Running custom dbt models via Snowplow BDP

info

This documentation only applies to Snowplow BDP. See the feature comparison page for more information about the different Snowplow offerings.

Overview

If you are a Snowplow BDP customer, you can get started with configuring and deploying dbt projects as outlined in the steps below. For more information about setting up your dbt project you can look at the Snowplow dbt docs.

As an initial overview, in your snowplow-pipeline repository, your data models reside in the dbt directory.
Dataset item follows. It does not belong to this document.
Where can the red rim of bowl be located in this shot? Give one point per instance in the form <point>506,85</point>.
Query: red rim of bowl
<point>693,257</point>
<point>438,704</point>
To start with, your GitHub repository will look like this (you may have additional folders based on your project e.g. dbt_packages or docs):

.
├── datamodeling
|   ├── datamodel-name
|       └── dbt
|           ├── analyses
|           ├── logs
|           ├── macros
|           └── models
|               └── my_custom_datamodel
|                   ├── model_name_1.sql
|                   └── model_name_2.sql
|           ├── seeds
|           ├── snapshots
|           ├── tests
|           ├── README.md
|           ├── dbt_project.yml
|           └── profiles.yml

Inside the datamodeling directory you can create the data models as subdirectories, giving them an appropriate name. The allowable characters for naming are a-z,0-9,-. Under this you must create a subdirectory named dbt

Each dbt subdirectory contains your dbt project folders, with the dbt_project.yml file at the top level of this folder. For further information about the structure of a dbt project see the dbt docs.

info

When the schedule kicks off, the data model configuration is loaded and validated. A corresponding data modeling DAG is autogenerated accordingly. This DAG will only contain 2 steps, a git clone cache and a dbt run command, dbt manages all model dependencies within the run command.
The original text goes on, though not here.